Disfunções neurológicas da sepse

Encefalopatia Associada à Sepse (SAE)

A SAE é a complicação mais recorrente na sepse. Entende-se como encefalopatia associada à sepse uma encefalopatia de caráter agudo em pacientes com evidencia clínica de sepse ou choque séptico, devidamente descartadas as suspeitas de intoxicação exógena, doenças autoimunes ou inflamatórias cerebrais, infecções de sítio cerebral ou outras doenças cerebrais primárias. Em outras palavras, o diagnóstico de SAE é feito por exclusão e com alta suspeição clínica.

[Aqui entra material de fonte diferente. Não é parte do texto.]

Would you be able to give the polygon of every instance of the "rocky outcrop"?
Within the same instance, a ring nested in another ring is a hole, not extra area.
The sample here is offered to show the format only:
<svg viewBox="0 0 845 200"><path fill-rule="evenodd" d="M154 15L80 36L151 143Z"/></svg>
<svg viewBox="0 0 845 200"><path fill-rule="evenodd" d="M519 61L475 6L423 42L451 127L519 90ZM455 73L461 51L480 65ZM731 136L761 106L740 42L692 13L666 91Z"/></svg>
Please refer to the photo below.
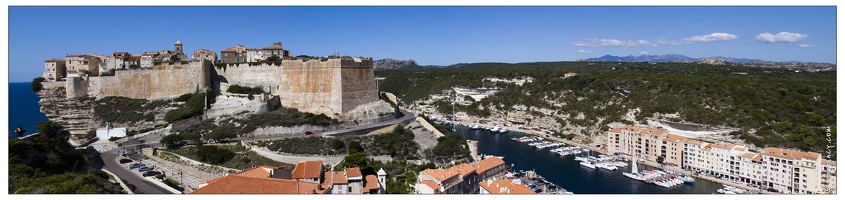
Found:
<svg viewBox="0 0 845 200"><path fill-rule="evenodd" d="M423 120L424 121L424 120ZM420 145L418 153L423 155L423 152L427 149L434 148L437 146L437 136L435 133L430 131L429 129L425 128L420 121L414 121L405 126L405 129L410 129L411 132L414 132L414 142ZM439 133L439 132L438 132ZM441 134L442 135L442 134Z"/></svg>
<svg viewBox="0 0 845 200"><path fill-rule="evenodd" d="M417 61L414 60L396 60L392 58L385 58L373 62L373 69L375 70L394 70L405 67L416 67Z"/></svg>
<svg viewBox="0 0 845 200"><path fill-rule="evenodd" d="M81 136L94 130L94 98L67 98L65 87L44 88L37 94L41 113L72 135Z"/></svg>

As principais manifestações da SAE englobam desde delirium, mais comumente hipoativo, ao coma, em sua maioria de caráter reversível, porém, depressão, ansiedade e distúrbios cognitivos podem se fazer presentes em até 40% dos pacientes após 365 da alta hospitalar. Apesar disso, o mecanismo fisiopatológico da SAE ainda é desconhecido. Acredita-se que a complexa interação entre a inflamação sistêmica e a liberação exacerbada de citocinas em decorrência da sepse, somada às disfunções endoteliais, possa gerar alterações eletroquímicas na propagação do estímulo nervoso.

Manejo da SAE

O diagnóstico precoce e o tratamento adequado da sepse e de suas disfunções orgânicas deve ser o alvo do manejo da SAE. A avaliação neurológica de todo paciente com suspeita de SAE deve ser realizada por meio de ferramentas validadas na literatura, como a Confusion Assessment Methods for the Intensive Care Unit (CAM-ICU) e a Escala de Coma de Glasgow, descartando-se, sempre, causas de encefalopatia não associadas à sepse.

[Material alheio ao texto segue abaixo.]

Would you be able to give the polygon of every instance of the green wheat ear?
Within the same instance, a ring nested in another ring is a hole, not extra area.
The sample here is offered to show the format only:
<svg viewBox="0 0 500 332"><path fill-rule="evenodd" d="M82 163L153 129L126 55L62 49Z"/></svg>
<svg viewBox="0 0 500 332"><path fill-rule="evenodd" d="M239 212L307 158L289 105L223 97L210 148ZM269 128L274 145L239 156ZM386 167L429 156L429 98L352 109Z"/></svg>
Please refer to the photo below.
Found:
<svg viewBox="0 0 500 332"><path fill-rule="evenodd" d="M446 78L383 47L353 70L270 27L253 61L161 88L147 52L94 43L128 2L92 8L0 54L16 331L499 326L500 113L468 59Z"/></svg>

Outro artifício útil ao diagnóstico da SAE é o eletroencefalograma (EEG). Alterações de lentificação generalizada na atividade cerebral, bem como a presença de ondas theta e delta (indicadores de disfunção cortical), são achados inespecíficos que ocorrem em pacientes com suspeita de SAE. Exames de neuroimagem como tomografias computadorizadas e ressonância magnética não possuem relevância significativa na investigação de SAE.

Fraqueza Muscular Adquirida na Unidade de Terapia Intensiva (ICUAW)

A inflamação sistêmica gerada pela sepse também impacta, diretamente, no funcionamento das fibras nervosas periféricas, bem como dos músculos esqueléticos e do diafragma. ICUAW, juntamente com a fraqueza diafragmática, é uma das complicações mais comuns em pacientes internados em UTI, estando presentes em mais de 67% dos pacientes com sepse.

Definida como uma fraqueza simétrica de início pós-sindrômico com a capacidade de afetar os 4 membros e os músculos respiratórios, a ICUAW cursa com uma redução generalizada no tônus muscular, sem necessariamente reduzir os reflexos tendinosos profundos. Seu quadro consiste na interseção entre duas síndromes: a polineuropatia do doente crítico (CIP) e a miopatia do doente crítico (CIM), as quais culminam na polineuromiopatia do doente crítico.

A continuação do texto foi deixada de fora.